Klimapolitik paradox: LNG-Gas aus den USA ist bis zu dreimal so klimaschädlich wie Kohle

Klimapolitik paradox: LNG-Gas aus den USA ist bis zu dreimal so klimaschädlich wie Kohle

Jens Berger
Ein Artikel von: Jens Berger

Erdgas ist die große Brückentechnologie der deutschen Energiewende und der geplante Ausstieg aus der Kohle ist nur möglich, wenn man die wegfallenden Kohlekraftwerke zum großen Teil durch Gaskraftwerke ersetzt. Als Folge der deutschen Sanktionen gegen Russland kommt das Gas dafür zu einem großen Teil als LNG, also Flüssiggas, mit Tankern aus den USA. Das ist nicht nur ein ökonomisches Problem, da die US-Importe rund sechs- bis siebenmal so teuer wie russisches Pipelinegas sind, sondern konterkariert auch die Klimapolitik der Bundesregierung.

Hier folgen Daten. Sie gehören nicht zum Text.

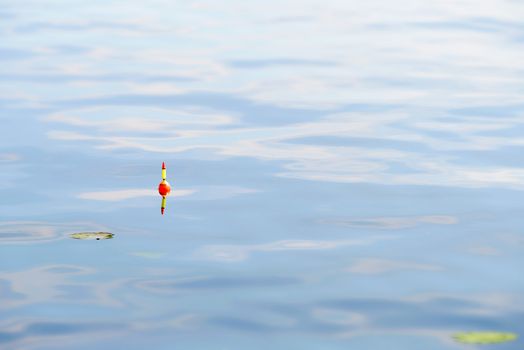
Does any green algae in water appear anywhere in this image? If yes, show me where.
[70,232,114,241]
[453,332,517,344]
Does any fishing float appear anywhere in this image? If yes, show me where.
[158,162,171,215]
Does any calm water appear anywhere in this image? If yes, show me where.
[0,0,524,350]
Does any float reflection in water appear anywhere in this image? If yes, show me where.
[158,162,171,215]
[69,232,114,241]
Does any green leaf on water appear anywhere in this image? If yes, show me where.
[453,332,517,344]
[70,232,114,240]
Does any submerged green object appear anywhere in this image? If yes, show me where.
[70,232,114,241]
[453,332,517,344]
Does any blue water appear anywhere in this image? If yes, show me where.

Eine aktuelle Studie von Forschern der angesehenen Cornell-Universität kommt zum Ergebnis, dass das amerikanische Fracking-Gas, das als LNG exportiert wird, mindestens genauso klimaschädlich wie Kohle und unter den realen Bedingungen, unter denen es in den USA gefördert wird, sogar dreimal so klimaschädlich ist. Nur in Deutschland scheint dies niemanden zu interessieren, da diese Schäden in „unserer“ Klimabilanz nicht auftauchen. Von Jens Berger.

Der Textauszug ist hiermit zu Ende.